WOOD MOISTURE CONTENT DETERMINATION BY HANDHELD NEAR-INFRARED REFLECTANCE SPECTROMETER
Abstract
Rapid, accurate determination of wood moisture content is of paramount importance for the wood industry, infrastructure maintenance, studies of plant physiology, and forest management. Near-infrared reflectance spectroscopy (NIRS) is a widely used non-destructive technique for analyzing properties of materials, including moisture content. Small, portable, handheld NIR spectrometers represent an emerging technology with strong potential for rapidly, affordably estimating materials properties. Here, we used a SCiOTM miniature handheld NIR spectrometer and a partial least squares (PLS) regression model to predict wood moisture content. The model was developed using spectra (740-1070 nm) collected from increment borer wood samples from 41 representative softwood and hardwood trees, calibrated against gravimetric wood moisture content determined by oven-drying. The calibration and prediction datasets contained 2/3rd and 1/3rd of all data, respectively.

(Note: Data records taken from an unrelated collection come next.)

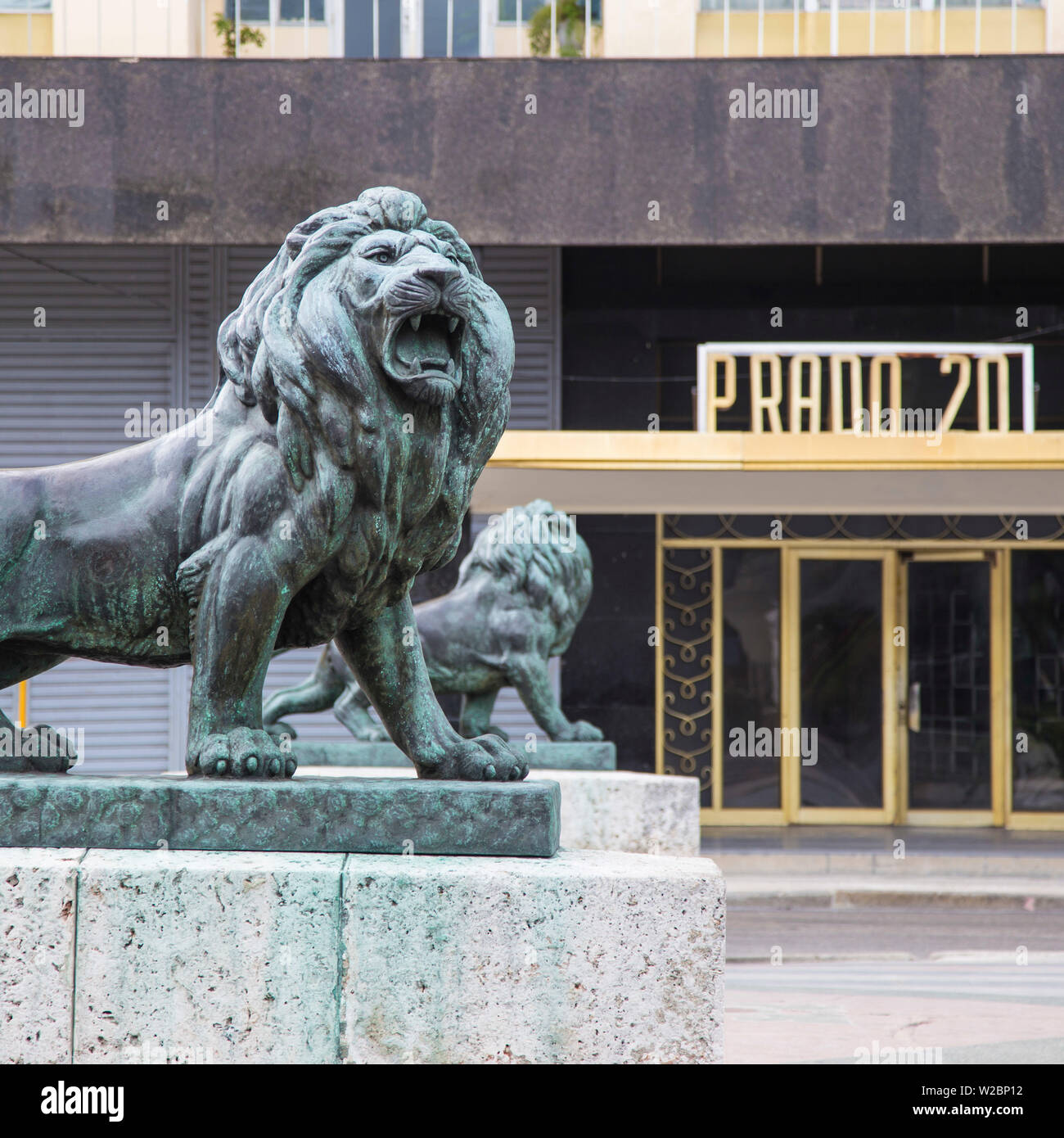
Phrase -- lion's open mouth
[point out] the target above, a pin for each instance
(423, 355)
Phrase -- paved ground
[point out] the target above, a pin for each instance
(946, 982)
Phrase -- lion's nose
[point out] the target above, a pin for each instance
(440, 276)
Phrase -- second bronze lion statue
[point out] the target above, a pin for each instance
(521, 592)
(364, 386)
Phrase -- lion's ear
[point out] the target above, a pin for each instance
(446, 233)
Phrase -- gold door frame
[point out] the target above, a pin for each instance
(1000, 679)
(790, 618)
(894, 556)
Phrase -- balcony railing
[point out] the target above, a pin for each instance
(615, 29)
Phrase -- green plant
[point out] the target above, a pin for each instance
(569, 31)
(228, 29)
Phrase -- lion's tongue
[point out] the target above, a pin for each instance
(428, 345)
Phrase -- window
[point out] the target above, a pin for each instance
(257, 11)
(358, 29)
(507, 11)
(466, 29)
(293, 9)
(250, 11)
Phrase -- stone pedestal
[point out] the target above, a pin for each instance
(547, 757)
(183, 956)
(602, 809)
(304, 815)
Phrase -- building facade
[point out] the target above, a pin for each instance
(801, 387)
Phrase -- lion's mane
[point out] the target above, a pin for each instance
(271, 359)
(554, 575)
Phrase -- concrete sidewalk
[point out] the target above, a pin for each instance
(840, 867)
(830, 892)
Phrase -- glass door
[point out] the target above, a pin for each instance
(948, 699)
(842, 688)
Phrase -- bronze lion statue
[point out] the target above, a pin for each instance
(364, 384)
(521, 591)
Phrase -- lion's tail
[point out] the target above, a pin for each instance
(319, 691)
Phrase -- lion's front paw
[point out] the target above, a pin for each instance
(242, 752)
(579, 732)
(38, 747)
(282, 729)
(483, 759)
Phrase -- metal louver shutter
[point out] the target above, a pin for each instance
(110, 343)
(530, 278)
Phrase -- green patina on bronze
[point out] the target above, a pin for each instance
(300, 816)
(547, 757)
(364, 385)
(521, 591)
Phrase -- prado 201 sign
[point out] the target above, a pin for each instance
(866, 390)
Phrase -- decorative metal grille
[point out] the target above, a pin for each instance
(688, 674)
(868, 527)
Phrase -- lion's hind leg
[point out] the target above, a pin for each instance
(38, 747)
(319, 691)
(476, 718)
(353, 711)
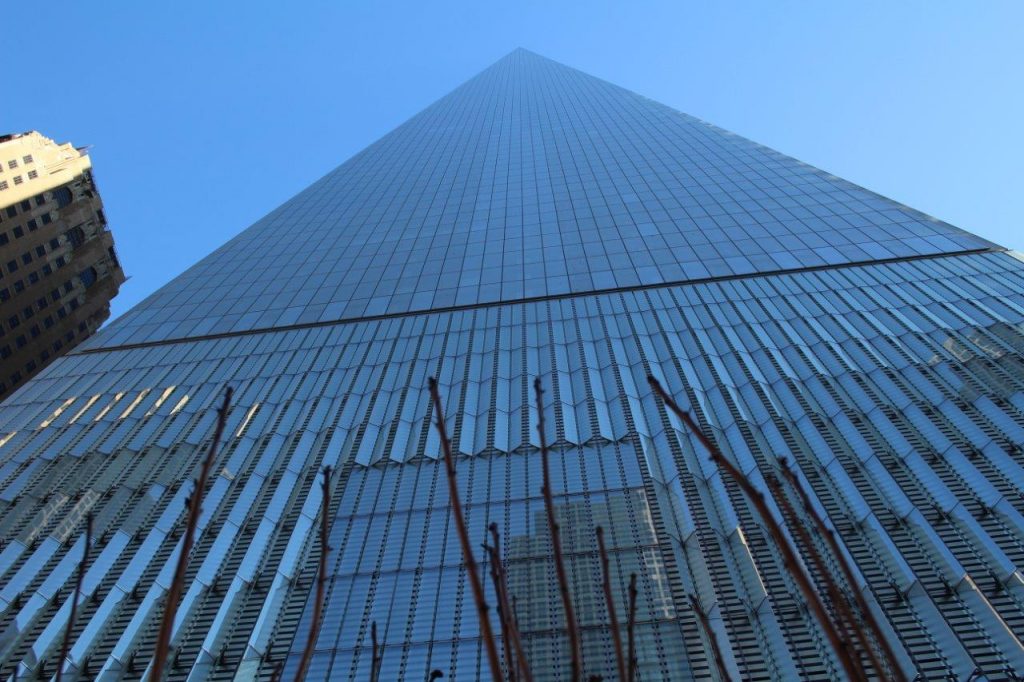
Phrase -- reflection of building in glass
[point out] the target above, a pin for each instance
(537, 221)
(633, 548)
(57, 266)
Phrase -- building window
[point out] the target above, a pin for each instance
(88, 276)
(62, 197)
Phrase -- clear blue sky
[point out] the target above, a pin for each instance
(204, 116)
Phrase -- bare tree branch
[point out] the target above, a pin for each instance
(616, 637)
(307, 651)
(486, 633)
(66, 644)
(192, 520)
(868, 616)
(790, 559)
(631, 629)
(723, 673)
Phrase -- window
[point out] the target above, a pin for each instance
(88, 276)
(62, 197)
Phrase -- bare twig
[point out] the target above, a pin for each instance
(195, 508)
(868, 616)
(486, 633)
(307, 651)
(788, 555)
(845, 622)
(375, 670)
(506, 611)
(723, 673)
(631, 625)
(616, 637)
(66, 644)
(556, 542)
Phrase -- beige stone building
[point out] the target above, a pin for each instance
(58, 270)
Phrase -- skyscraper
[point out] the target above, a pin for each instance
(58, 270)
(538, 222)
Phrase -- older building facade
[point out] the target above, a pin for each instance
(58, 270)
(537, 222)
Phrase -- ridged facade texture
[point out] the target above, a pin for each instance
(538, 222)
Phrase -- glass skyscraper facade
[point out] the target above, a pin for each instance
(537, 222)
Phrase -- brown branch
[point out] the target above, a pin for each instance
(706, 625)
(631, 625)
(194, 509)
(375, 671)
(66, 644)
(790, 559)
(556, 542)
(865, 611)
(307, 651)
(845, 621)
(467, 549)
(616, 637)
(510, 627)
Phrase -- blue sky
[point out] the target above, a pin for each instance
(203, 116)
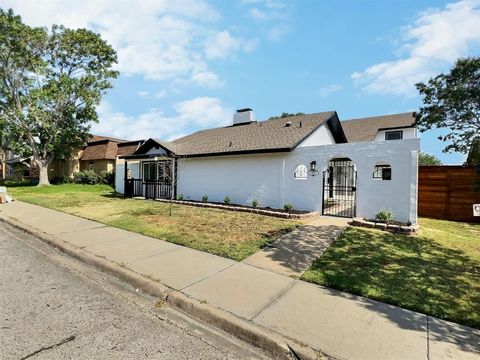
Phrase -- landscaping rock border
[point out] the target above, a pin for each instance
(261, 211)
(396, 228)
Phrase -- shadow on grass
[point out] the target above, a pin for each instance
(18, 183)
(416, 273)
(297, 249)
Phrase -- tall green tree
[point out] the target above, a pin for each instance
(51, 80)
(452, 101)
(425, 159)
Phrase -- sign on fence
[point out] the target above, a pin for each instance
(476, 209)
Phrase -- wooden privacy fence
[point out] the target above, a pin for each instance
(447, 192)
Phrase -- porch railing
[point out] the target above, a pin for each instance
(150, 189)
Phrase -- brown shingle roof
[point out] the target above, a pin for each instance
(94, 138)
(365, 129)
(270, 135)
(128, 148)
(104, 150)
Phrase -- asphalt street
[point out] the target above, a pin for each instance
(54, 307)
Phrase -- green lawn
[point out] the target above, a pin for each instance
(436, 272)
(230, 234)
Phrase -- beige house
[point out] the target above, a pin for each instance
(98, 155)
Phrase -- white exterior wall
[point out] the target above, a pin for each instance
(321, 136)
(269, 178)
(133, 166)
(408, 133)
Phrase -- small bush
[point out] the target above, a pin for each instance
(107, 177)
(61, 180)
(87, 177)
(288, 207)
(384, 216)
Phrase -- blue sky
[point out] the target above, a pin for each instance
(186, 65)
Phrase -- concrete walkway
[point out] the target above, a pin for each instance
(339, 324)
(295, 252)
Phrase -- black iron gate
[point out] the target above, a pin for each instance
(339, 188)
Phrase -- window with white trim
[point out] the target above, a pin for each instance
(382, 172)
(394, 135)
(300, 172)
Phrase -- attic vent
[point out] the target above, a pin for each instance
(243, 116)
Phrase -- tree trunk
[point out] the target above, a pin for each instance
(43, 165)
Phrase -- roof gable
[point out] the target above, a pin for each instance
(365, 129)
(278, 135)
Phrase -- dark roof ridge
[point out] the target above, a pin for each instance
(379, 116)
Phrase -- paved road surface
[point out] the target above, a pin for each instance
(54, 307)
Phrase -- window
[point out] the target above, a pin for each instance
(149, 172)
(300, 172)
(165, 171)
(162, 171)
(394, 135)
(382, 172)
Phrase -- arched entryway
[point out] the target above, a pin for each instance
(339, 188)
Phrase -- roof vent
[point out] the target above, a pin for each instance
(243, 116)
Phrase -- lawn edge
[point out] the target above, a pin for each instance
(275, 344)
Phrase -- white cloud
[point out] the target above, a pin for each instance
(207, 79)
(223, 45)
(200, 112)
(432, 44)
(276, 32)
(328, 90)
(267, 3)
(160, 94)
(258, 14)
(158, 40)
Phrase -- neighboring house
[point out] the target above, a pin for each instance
(99, 154)
(314, 162)
(15, 167)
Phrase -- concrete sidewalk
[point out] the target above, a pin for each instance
(338, 324)
(295, 252)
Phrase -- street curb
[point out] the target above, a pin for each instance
(276, 345)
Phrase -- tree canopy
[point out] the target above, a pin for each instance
(452, 102)
(425, 159)
(50, 83)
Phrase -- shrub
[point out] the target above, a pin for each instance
(384, 216)
(61, 180)
(107, 177)
(86, 177)
(288, 207)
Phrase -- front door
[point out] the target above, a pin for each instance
(339, 188)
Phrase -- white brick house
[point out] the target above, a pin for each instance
(314, 162)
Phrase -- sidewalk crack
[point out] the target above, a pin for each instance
(274, 299)
(208, 276)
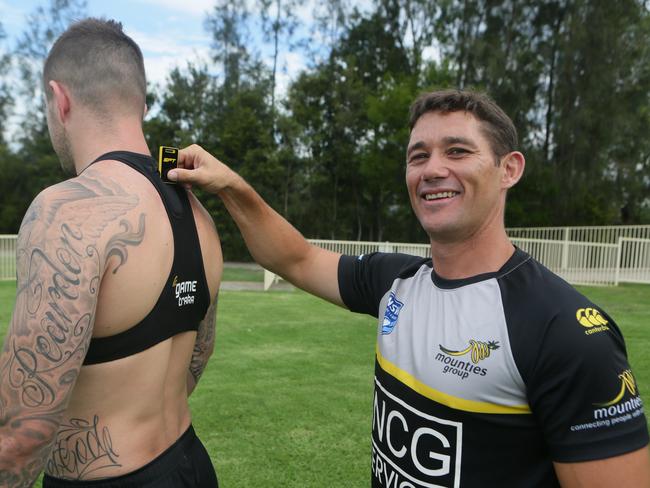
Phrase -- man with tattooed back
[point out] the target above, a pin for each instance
(116, 294)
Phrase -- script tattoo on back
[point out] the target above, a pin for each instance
(60, 258)
(81, 449)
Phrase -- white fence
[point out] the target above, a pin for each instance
(7, 257)
(626, 259)
(600, 234)
(615, 255)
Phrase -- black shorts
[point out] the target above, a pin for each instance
(185, 463)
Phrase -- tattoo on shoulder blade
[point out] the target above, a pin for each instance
(81, 450)
(59, 267)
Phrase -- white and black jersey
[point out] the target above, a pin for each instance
(485, 381)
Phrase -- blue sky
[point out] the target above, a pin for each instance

We explored effects of different spectral preprocessing algorithms (i.e., first and second-order derivatives and standard normal variate transformations) on model performance. First-order derivative spectra with five latent variables yielded the most robust model (R2: 0.72, RMSEP: 0.32, ratio of performance to deviation: 2.2). Broadly, we demonstrated that relatively low-cost miniature handheld NIR spectrometers such as the SCiOTM can rapidly estimate percent moisture content in wood of various species.